Second, they should remove as many of the practices that are prohibitive to involvement as possible, and encourage autonomy and expression, online and off. That means losing some of the stuffy GC meetings and giving members the tools and templates to run their own campaigns, street-by-street, in the communities they know best and on the issues that matter most to them.
Third, they should remove some of the politics from their digital communications. The party’s Facebook page, for example, is bannered by an image of young people knocking on doors. Great, but that’s a very niche thing to do, even for the politically motivated. How about a photo of people laughing and interacting, or a visualisation of what the party stands for or has achieved for the country? How about some behind-the-scenes photos and unique invitations?

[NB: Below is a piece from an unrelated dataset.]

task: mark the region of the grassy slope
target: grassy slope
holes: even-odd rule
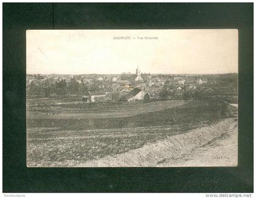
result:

Elements of the party’s digital output have improved immensely over the past few months, but a text, email or phone call from a volunteer when I’ve personally been affected by government policy, and at a time other than election time, would enthuse me more than a seemingly random missive which is in fact in response to a remote statement in parliament. That’s the sort of user-led approach that only an organisation in touch with its people can adopt.
These changes are relatively minor, but each might do a little to help make the party more open, more accessible to people who don’t already share our obsession with politics. They would apply learning from cultures and sectors away from politics that are better at understanding their target users. And they would help achieve something everybody wants: making the weird world of politics more relatable, more real, to people.